I used to think this was mental illness, now I know: it’s just full-blown, professional humanity. It’s life fully lived. Please don’t fear it, do not fear your edges. If you allow your fear of the hard stuff to win, then you won’t ever really metabolize the good either. I promise you will survive. Look! I did! Mostly!

I used to think it “should” look a certain way, the way they all appeared to my younger self: in control. If I close my eyes though, time travel back, and take a look at their knuckles, all I see is cartilage bulging through their epidermis. Anyone who tells you they aren’t grabbing at loose ends, or struggling to release them, is an amateur human. We love them, we do not trust them. They will come around eventually.

I want to run away a little less now, because I’ve taken my broken heart and created art.
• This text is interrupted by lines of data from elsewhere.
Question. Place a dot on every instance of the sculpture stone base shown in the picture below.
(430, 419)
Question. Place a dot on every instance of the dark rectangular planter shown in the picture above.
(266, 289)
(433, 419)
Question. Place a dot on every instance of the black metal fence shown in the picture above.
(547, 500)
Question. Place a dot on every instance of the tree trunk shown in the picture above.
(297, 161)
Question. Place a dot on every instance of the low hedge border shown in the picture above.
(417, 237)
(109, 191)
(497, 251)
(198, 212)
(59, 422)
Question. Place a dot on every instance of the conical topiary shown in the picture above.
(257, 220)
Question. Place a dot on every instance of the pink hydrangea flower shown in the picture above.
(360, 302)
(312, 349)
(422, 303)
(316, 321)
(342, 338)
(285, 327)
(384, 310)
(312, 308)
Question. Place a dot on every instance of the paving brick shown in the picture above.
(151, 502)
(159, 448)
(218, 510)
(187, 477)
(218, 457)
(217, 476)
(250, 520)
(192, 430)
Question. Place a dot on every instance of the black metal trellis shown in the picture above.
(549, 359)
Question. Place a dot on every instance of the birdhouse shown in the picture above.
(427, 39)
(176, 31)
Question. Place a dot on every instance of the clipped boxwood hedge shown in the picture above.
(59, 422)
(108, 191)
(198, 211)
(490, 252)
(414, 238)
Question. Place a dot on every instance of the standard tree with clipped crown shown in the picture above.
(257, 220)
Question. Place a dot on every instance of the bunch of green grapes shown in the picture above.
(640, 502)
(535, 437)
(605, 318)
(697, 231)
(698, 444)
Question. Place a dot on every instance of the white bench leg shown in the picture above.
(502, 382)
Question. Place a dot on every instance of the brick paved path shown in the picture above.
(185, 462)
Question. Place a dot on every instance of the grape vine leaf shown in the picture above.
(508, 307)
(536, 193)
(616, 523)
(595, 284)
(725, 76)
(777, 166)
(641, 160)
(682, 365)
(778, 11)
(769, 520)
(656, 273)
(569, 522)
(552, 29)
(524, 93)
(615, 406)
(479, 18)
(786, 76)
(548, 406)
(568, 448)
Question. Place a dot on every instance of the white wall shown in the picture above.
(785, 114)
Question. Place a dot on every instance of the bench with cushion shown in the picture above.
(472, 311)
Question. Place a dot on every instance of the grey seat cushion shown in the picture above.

I have a date at the art museum with a friend that I wanted to cancel because I’m feeling especially human, but I won’t do that, because it’s the gift I can offer. The gift I can receive.

Trader Joes had a gorgeous selection of flowers this week and the arrangement in front of me invites a smile. My tea cup is full of warm water, and I cannot get over how miraculous scrambled eggs are, so much nutrition, so easy to prepare, such a gift! My kids don’t have pediatric brain cancer like my sister did, and they are beginning to understand the art of GIF-giving (?!!). David is here, and is committed to staying here even when it’s tough. The dog is an angel from heaven and the whole neighborhood knows it, even if she is clinically, 

“the hairiest dog I’ve ever seen”—Her vet.

This afternoon I will sit on my back porch under the western sky and exhale peacefully, because I don’t have to lie anymore.